Superflux founders Anab Jain and Jon Ardern imagine that climate change will completely change the way people live their lives over the next 100 years, as day-to-day survival becomes increasingly difficult. With the installation Mitigation of Shock, currently on show at the ArtScience Museum in Singapore, they have created a fictional home that responds to the issues of “extreme weather conditions, economic uncertainty and broken global supply chains”. It is equipped with tools that occupants might need to source food and water, as well as to travel around the city.

The designers see the project as optimistic rather than dystopian. They hope to show that humans are a resourceful species, able to radically adapt to new situations and environments, and invent new ways of living. “For us, Mitigation of Shock is not apocalyptic, but instead a pragmatic vision of hope, emerging from a dystopian future ravaged by climate change…” explained Ardern.

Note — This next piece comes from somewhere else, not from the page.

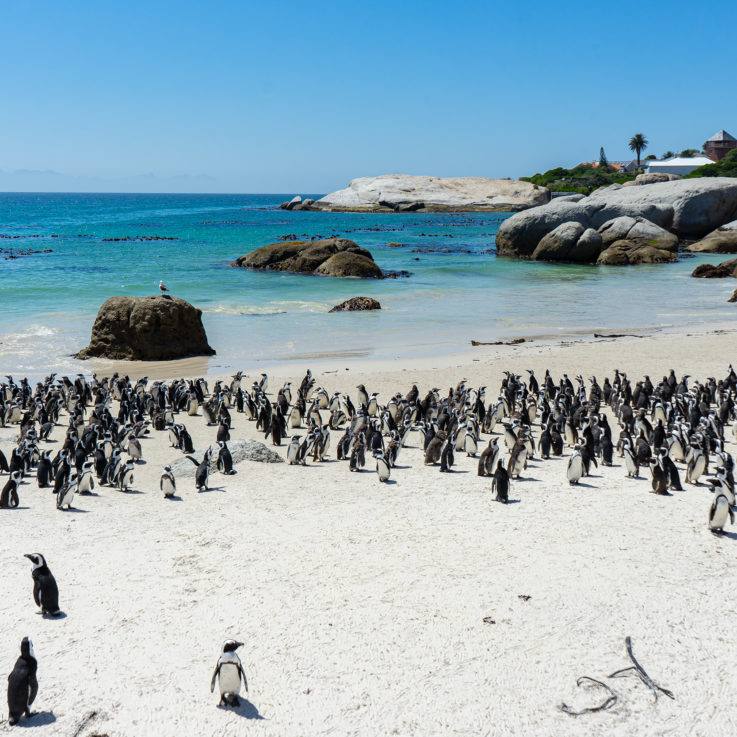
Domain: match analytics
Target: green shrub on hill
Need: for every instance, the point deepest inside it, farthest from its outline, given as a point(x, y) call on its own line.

Superflux first created the Mitigation of Shock installation for an exhibition at the Centre for Contemporary Culture (CCCB) in Barcelona, imagining a flat in London.
The new version takes the idea to Singapore, a city with a far greater urban density. The apartment is filled with various species of plants and mushrooms, as well as insects, in order to create a self-sufficient eco-system, optimized by computers. There are also various tools in the home for hunting or catching fish, made from repurposed electronics, plastics and other objects. These include spears made from old circuit boards and a bamboo snare…

Mitigation of Shock is on show at the ArtScience Museum in Singapore as part of the exhibition 2219: Futures Imagined until 5 April 2020, and is part of the Singapore Bicentennial.